Phyllocladane
- Names: IUPAC name (1R,4S,9S,10R,13S,14S)-5,5,9,14-Tetramethyltetracyclo[11.2.1.01,10.04,9]hexadecane

Identifiers
- CAS Number: 133097-76-4^{ [???]};
- 3D model (JSmol): Interactive image;
- ChemSpider: 66423789;
- PubChem CID: 12304768;

Properties
- Chemical formula: C_{20}H_{34}
- Molar mass: 274.492 g·mol^{−1}

= Phyllocladane =

Chemical compound

Phyllocladane is a tricyclic diterpane which is generally found in gymnosperm resins. It has a formula of C_{20}H_{34} and a molecular weight of 274.4840. As a biomarker, it can be used to learn about the gymnosperm input into a hydrocarbon deposit, and about the age of the deposit in general. It indicates a terrigenous origin of the source rock.

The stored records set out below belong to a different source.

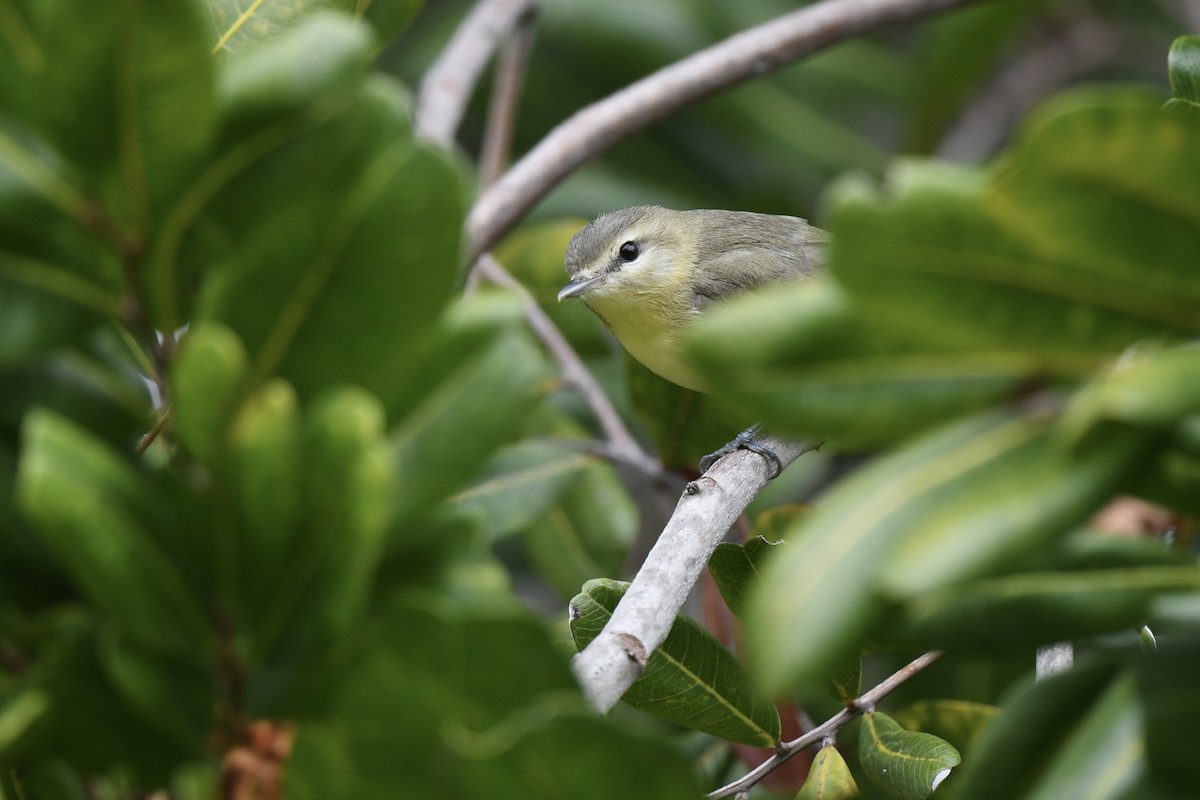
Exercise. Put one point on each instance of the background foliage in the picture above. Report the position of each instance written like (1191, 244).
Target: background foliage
(354, 501)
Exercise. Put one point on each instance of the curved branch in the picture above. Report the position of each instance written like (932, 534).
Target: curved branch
(708, 507)
(742, 56)
(450, 82)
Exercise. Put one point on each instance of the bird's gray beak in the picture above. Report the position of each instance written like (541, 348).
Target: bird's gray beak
(577, 287)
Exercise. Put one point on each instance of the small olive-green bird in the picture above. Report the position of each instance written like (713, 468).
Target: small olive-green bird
(648, 272)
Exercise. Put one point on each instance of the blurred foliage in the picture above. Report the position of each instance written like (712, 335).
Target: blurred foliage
(264, 465)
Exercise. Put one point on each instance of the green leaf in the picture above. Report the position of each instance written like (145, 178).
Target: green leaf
(240, 29)
(88, 504)
(1169, 702)
(1037, 608)
(905, 764)
(519, 486)
(265, 469)
(1149, 386)
(803, 360)
(828, 779)
(691, 680)
(959, 722)
(205, 378)
(1037, 717)
(294, 76)
(1105, 753)
(1183, 67)
(351, 298)
(899, 523)
(587, 534)
(1053, 489)
(736, 570)
(469, 395)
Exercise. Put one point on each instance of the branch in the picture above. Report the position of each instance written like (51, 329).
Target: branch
(828, 728)
(502, 112)
(739, 58)
(708, 507)
(450, 82)
(624, 445)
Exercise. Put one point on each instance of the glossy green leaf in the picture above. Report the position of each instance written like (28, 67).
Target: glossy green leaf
(474, 394)
(587, 534)
(959, 722)
(1037, 717)
(1169, 703)
(829, 779)
(906, 764)
(349, 298)
(265, 465)
(321, 62)
(1097, 186)
(1038, 608)
(84, 501)
(205, 378)
(1105, 753)
(977, 528)
(1151, 388)
(519, 486)
(1183, 67)
(691, 680)
(802, 359)
(736, 570)
(240, 29)
(899, 523)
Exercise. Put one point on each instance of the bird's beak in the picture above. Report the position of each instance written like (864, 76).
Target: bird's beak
(577, 287)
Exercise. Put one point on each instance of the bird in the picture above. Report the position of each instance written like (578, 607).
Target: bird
(649, 272)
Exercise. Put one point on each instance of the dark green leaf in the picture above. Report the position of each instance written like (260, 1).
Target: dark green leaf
(87, 503)
(959, 722)
(349, 298)
(205, 378)
(1104, 755)
(829, 779)
(691, 680)
(906, 764)
(1183, 66)
(1167, 685)
(473, 395)
(587, 534)
(519, 486)
(1038, 608)
(736, 570)
(1037, 719)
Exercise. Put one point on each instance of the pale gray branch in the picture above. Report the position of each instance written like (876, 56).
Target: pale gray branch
(742, 56)
(450, 82)
(643, 617)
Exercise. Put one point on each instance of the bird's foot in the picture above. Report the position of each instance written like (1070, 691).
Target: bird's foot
(745, 440)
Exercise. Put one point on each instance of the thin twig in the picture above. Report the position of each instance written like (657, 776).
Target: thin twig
(502, 112)
(742, 56)
(575, 372)
(827, 729)
(642, 619)
(451, 79)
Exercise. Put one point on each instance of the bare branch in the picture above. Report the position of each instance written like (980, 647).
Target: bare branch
(502, 112)
(450, 82)
(744, 55)
(864, 704)
(574, 371)
(987, 124)
(643, 617)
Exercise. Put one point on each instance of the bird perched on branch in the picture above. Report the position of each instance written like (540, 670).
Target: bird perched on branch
(649, 272)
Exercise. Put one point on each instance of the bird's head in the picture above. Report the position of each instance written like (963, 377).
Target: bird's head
(628, 254)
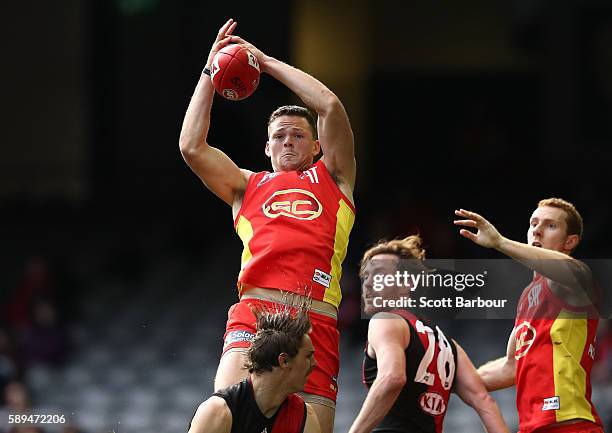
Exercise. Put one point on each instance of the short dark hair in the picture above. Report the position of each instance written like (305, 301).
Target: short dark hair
(278, 331)
(575, 226)
(295, 110)
(408, 248)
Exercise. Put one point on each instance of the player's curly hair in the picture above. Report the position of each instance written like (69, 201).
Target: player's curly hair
(295, 110)
(409, 247)
(573, 218)
(280, 330)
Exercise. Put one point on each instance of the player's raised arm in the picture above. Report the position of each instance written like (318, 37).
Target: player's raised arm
(312, 422)
(501, 373)
(213, 416)
(389, 336)
(553, 264)
(471, 389)
(218, 172)
(334, 128)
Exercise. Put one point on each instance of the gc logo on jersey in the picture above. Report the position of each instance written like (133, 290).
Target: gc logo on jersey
(524, 335)
(293, 203)
(432, 403)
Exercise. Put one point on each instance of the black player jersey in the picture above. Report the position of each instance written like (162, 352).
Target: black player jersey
(430, 374)
(247, 418)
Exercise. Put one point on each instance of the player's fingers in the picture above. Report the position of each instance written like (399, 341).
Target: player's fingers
(239, 40)
(224, 28)
(468, 234)
(467, 223)
(222, 43)
(472, 215)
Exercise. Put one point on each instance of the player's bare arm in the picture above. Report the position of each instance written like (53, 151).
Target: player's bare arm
(312, 422)
(335, 133)
(500, 373)
(218, 172)
(555, 265)
(470, 387)
(388, 336)
(213, 416)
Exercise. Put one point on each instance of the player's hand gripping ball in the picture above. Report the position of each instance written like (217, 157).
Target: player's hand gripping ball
(235, 72)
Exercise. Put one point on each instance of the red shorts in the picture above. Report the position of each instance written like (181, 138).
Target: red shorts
(323, 381)
(577, 427)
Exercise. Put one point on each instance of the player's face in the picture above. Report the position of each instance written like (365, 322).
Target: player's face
(373, 281)
(302, 364)
(291, 145)
(548, 229)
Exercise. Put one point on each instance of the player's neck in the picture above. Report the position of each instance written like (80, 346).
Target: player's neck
(269, 392)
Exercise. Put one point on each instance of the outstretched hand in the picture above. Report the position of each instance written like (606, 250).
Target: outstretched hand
(261, 57)
(487, 235)
(224, 37)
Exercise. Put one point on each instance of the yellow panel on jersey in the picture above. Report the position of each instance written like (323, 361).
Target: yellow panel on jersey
(345, 218)
(569, 337)
(245, 231)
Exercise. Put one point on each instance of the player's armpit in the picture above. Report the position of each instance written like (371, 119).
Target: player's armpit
(218, 172)
(212, 416)
(500, 373)
(312, 422)
(338, 144)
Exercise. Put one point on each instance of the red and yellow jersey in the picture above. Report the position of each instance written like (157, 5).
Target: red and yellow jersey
(294, 226)
(555, 348)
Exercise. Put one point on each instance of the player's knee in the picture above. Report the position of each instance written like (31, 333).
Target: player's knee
(196, 425)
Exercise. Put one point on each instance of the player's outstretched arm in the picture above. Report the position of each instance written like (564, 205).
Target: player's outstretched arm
(389, 336)
(218, 172)
(213, 416)
(500, 373)
(312, 422)
(335, 133)
(471, 389)
(554, 265)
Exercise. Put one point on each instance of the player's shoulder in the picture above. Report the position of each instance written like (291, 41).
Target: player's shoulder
(387, 326)
(213, 413)
(218, 406)
(312, 422)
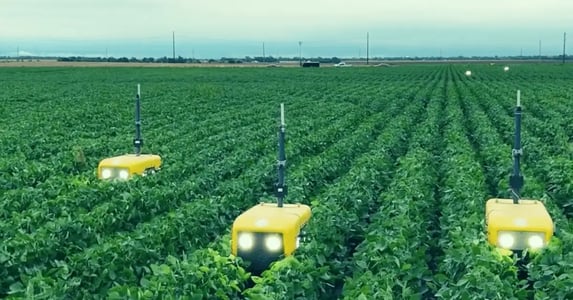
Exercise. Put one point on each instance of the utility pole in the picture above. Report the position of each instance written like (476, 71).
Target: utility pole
(367, 47)
(173, 46)
(564, 40)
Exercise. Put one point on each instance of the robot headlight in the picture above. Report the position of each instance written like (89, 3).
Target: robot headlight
(273, 242)
(246, 241)
(519, 240)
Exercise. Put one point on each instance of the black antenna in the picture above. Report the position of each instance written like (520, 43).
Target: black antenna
(367, 47)
(516, 179)
(564, 40)
(173, 46)
(138, 141)
(281, 187)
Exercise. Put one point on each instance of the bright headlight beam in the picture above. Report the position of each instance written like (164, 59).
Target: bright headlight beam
(273, 242)
(245, 241)
(506, 240)
(535, 242)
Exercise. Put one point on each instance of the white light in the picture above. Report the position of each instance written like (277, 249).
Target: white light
(273, 242)
(246, 241)
(535, 242)
(105, 173)
(506, 240)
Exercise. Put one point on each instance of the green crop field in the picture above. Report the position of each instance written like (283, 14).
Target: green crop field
(396, 162)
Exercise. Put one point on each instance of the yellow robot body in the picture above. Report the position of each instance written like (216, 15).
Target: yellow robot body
(266, 232)
(123, 167)
(526, 225)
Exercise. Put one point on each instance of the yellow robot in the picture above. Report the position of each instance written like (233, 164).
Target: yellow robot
(516, 224)
(123, 167)
(268, 231)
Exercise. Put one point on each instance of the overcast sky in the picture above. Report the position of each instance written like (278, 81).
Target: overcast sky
(217, 28)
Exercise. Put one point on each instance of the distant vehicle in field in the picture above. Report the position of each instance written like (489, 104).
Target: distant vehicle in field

Diterpanes, such as Phyllocladane are found in source rocks as early as the middle and late Devonian periods, which indicates any rock containing them must be no more than approximately 360 Ma. Phyllocladane is commonly found in lignite, and like other resinites derived from gymnosperms, is naturally enriched in ^{13}C. This enrichment is a result of the enzymatic pathways used to synthesize the compound.

The compound can be identified by GC-MS. A peak of m/z 123 is indicative of tricyclic diterpenoids in general, and phyllocladane in particular is further characterized by strong peaks at m/z 231 and m/z 189. Presence of phyllocladane and its relative abundance to other tricyclic diterpenes can be used to differentiate between various oil fields.